Wallace departed TV3 in 1998 and subsequently worked predominantly as an actress, with roles on Street Legal and Legend of the Seeker. She also worked as a presenter, fronting documentaries and features, as well as the New Zealand version of the international quiz show The Weakest Link in 2001, 2002, and 2009. In 2003, she appeared as a contestant on reality television game show Celebrity Treasure Island and would serve as presenter and director for later seasons of the show. Wallace also directed the New Zealand edition of The Apprentice.

Her most recent roles on television include stints on Shortland Street and Agent Anna.

In May 2016, Wallace was revealed to be one of six women to be featured on the first season of The Real Housewives of Auckland.

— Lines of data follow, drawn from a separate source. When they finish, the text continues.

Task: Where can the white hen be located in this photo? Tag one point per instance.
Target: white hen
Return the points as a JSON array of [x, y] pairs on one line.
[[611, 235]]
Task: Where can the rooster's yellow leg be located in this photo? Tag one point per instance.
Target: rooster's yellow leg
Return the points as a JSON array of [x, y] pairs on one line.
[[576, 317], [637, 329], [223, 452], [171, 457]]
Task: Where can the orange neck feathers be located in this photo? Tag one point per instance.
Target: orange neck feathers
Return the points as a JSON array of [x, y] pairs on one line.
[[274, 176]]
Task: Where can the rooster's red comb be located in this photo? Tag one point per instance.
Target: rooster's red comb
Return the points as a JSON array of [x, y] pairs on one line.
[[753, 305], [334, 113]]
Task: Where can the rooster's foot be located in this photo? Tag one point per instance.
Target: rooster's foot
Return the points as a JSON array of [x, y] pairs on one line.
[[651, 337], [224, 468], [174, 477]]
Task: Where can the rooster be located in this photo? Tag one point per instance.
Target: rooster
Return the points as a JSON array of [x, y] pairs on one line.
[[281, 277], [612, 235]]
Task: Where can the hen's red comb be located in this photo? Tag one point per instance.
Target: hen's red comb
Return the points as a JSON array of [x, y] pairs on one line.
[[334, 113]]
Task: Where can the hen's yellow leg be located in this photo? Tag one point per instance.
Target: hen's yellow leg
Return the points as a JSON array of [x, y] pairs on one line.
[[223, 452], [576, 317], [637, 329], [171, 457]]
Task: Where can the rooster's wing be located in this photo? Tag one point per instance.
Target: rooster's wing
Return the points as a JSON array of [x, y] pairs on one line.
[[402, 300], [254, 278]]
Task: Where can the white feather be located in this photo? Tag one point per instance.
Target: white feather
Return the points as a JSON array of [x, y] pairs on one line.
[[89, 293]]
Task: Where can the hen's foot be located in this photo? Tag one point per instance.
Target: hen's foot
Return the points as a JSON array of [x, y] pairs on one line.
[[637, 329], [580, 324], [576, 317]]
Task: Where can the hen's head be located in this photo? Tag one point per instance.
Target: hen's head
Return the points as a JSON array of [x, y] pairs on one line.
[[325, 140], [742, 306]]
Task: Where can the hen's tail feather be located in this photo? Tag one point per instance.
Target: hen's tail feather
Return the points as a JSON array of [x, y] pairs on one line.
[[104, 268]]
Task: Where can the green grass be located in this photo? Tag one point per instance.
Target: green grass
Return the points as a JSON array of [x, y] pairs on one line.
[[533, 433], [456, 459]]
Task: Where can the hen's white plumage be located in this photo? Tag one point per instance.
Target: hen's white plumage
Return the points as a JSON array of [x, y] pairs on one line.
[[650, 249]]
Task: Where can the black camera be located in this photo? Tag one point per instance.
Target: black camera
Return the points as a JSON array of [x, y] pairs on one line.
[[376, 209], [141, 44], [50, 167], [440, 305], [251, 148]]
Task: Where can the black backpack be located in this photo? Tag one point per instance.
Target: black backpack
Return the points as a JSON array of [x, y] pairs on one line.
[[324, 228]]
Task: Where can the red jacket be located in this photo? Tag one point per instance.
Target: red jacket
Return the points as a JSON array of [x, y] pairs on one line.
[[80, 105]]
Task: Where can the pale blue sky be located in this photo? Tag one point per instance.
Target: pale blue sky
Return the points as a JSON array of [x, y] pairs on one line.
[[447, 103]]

On 6 September 2016 Wallace, along with her cast mates from The Real Housewives of Auckland, competed on New Zealand's All Star Family Feud, going up against The Bachelors season two contestants.

In the 2025 King’s Birthday Honours, Wallace was appointed a Member of the New Zealand Order of Merit, for services to the entertainment industry.

==Personal life==
In 1983, she married Scott Wallace, and the couple had two children. After living in Remuera with her family, Wallace moved back to her childhood home on Paritai Drive in Ōrākei with her husband.